Patience is a virtue

He looked in Yellow Pages and rang a number of drawing/drafting companies to see if they could photograph his drawings and blow them up to scale, but he got nowhere. It would be expensive and they couldn't undertake the work. The next idea was to use a photocopying machine and use the enlarging facility to bring the drawing to the size he needed, piece by piece. This was also expensive because it wastes lots of paper and is time-consuming. A 2 1/2in strip from the aero-survey equates approximately to one sheet of A3 paper in 4mm scale, but luckily, a friend agreed to help and afterwards, each piece of A3 paper was taped together. What a magnificent sight - the real thing in 4mm scale!
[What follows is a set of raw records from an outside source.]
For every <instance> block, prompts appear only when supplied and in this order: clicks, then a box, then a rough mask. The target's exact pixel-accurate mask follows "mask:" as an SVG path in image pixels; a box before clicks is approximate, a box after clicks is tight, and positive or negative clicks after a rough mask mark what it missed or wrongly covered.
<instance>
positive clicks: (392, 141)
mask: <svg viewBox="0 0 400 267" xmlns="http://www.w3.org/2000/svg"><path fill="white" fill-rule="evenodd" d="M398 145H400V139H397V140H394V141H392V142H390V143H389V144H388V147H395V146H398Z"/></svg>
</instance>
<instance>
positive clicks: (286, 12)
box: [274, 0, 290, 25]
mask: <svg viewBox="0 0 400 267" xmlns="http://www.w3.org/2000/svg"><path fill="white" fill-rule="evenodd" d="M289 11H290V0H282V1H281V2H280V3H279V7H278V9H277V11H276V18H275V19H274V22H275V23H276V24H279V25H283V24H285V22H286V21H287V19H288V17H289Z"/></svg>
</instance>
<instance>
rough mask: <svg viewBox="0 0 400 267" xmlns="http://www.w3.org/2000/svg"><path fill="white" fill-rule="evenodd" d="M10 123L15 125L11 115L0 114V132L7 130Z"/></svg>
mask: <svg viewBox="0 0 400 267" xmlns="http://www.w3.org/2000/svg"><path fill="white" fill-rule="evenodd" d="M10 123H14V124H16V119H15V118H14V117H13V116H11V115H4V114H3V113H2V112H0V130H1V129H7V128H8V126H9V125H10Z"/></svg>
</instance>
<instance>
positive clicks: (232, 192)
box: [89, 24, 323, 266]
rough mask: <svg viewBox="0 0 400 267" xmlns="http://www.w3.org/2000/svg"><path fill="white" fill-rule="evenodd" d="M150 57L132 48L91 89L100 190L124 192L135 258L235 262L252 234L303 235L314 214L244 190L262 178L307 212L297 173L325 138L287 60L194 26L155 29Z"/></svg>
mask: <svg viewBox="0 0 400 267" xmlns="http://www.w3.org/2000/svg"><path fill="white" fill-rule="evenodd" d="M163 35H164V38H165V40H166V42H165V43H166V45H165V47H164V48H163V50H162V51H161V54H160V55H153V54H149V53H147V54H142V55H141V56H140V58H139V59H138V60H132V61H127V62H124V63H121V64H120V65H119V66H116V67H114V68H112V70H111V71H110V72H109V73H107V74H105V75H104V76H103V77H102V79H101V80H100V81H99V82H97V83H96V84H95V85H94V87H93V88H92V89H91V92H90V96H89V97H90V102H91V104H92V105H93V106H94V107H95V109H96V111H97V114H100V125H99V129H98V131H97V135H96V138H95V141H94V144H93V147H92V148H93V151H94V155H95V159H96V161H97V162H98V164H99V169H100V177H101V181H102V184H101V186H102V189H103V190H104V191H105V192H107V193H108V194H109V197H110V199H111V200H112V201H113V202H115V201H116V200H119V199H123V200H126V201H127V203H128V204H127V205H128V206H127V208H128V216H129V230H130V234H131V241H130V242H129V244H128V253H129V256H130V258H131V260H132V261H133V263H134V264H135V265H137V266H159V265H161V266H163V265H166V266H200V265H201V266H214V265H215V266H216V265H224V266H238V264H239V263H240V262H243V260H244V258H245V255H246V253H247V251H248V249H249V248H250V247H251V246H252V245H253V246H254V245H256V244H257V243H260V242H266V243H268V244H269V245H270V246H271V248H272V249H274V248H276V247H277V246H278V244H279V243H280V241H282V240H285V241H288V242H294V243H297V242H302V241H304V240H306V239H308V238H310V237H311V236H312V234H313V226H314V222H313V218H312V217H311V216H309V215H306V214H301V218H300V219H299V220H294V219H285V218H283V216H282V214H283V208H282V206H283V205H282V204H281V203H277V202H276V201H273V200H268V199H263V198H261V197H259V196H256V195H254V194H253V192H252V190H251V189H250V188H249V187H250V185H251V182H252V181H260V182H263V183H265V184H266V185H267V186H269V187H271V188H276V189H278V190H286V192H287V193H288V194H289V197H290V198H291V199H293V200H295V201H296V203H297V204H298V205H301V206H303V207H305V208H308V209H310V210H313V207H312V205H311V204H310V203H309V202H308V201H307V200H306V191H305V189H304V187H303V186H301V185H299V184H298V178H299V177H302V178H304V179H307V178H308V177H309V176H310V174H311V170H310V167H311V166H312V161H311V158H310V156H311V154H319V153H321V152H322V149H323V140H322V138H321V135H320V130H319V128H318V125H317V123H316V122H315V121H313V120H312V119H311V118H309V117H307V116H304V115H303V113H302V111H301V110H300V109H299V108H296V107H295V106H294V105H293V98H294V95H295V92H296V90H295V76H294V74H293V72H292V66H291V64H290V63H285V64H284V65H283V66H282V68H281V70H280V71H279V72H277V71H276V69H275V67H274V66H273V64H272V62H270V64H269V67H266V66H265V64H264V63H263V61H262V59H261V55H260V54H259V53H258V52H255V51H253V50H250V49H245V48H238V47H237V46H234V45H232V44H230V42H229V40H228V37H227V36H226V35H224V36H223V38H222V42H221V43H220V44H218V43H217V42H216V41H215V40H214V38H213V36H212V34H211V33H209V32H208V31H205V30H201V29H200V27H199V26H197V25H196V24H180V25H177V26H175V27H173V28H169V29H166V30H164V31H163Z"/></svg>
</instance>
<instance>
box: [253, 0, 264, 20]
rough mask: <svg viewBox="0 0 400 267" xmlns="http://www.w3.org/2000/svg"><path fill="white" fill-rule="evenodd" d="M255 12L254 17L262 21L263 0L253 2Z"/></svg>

Retford EM gauge model railway

A view from the sky. Roy's goal with Retford was a layout on which he could operate mixed-freight and passenger workings. His greatest acheivement must be the scenery which successfully blends green hues to perfection without trees.

Premium space

Has anyone else considered something the size of Retford as a solo project? After 'High Dyke', 'Dunwich' and 'Blakeney', John Phillips, Geoff Kent and Roy couldn't seem to get their heads together to reach agreement on what to build next. They’d each begun to drift towards their own ideas - ideas that didn't seem to interest the other two. Roy began to build pieces of Retford's pointwork, not expecting to have anywhere to construct the complete railway. The first baseboard to be made was the Retford (North) board at approximately 11ft 6in x 6ft. The rails were built directly on the enlarged photocopies of the 40ft/in aero-survey drawings. This board was built and the track laid and wired in Roy's dining room. The second board was the Great Northern engine shed. This small four-road engine shed and its associated service roads cover an area in 4mm scale approximately 11ft 6in long and at its widest point 5ft 6in. The two boards couldn’t be assembled together in the dining room, even with the kitchen and hall doors removed.

Retford Junction model railway

A mixed-freight rounds the curve - to its left a sizeable dyke. A camera discreetly placed on the adjacent platform records views of the layout when operating. In the distance, a line of trees make a natural backdrop and their variety is impressive.

Conclusion

Retford wasn’t a home layout. Nor, as envisaged, was it the kind of thing that – even assuming it could be made portable – could fit into any more than a handful of exhibition halls. But that was for the future. Board succeeded board and luckily, Roy's neighbour, a farmer, allowed him to squeeze into his granary over a weekend to assemble the baseboards. The engine shed board was built and taken back to the dining room to be worked on, the North board being relegated to the hall. The scenic boards and the GC fiddle yard boards followed surprisingly swiftly and, with track laying and wiring, added up to about six months work in total, working mainly on his own. Roy felt he needed to mention this for the benefit of model railway club committees!
In successive years he was allowed to use the granary for six weeks or so after the previous year's grain had been sold and before the place was fumigated for the next crop. Though the 60ft x 40ft granary was too small to assemble the entire railway in, for those six weeks he'd work on it from dawn, sometimes right through to midnight and beyond, almost always on his own. Dedication to a project can go a long way!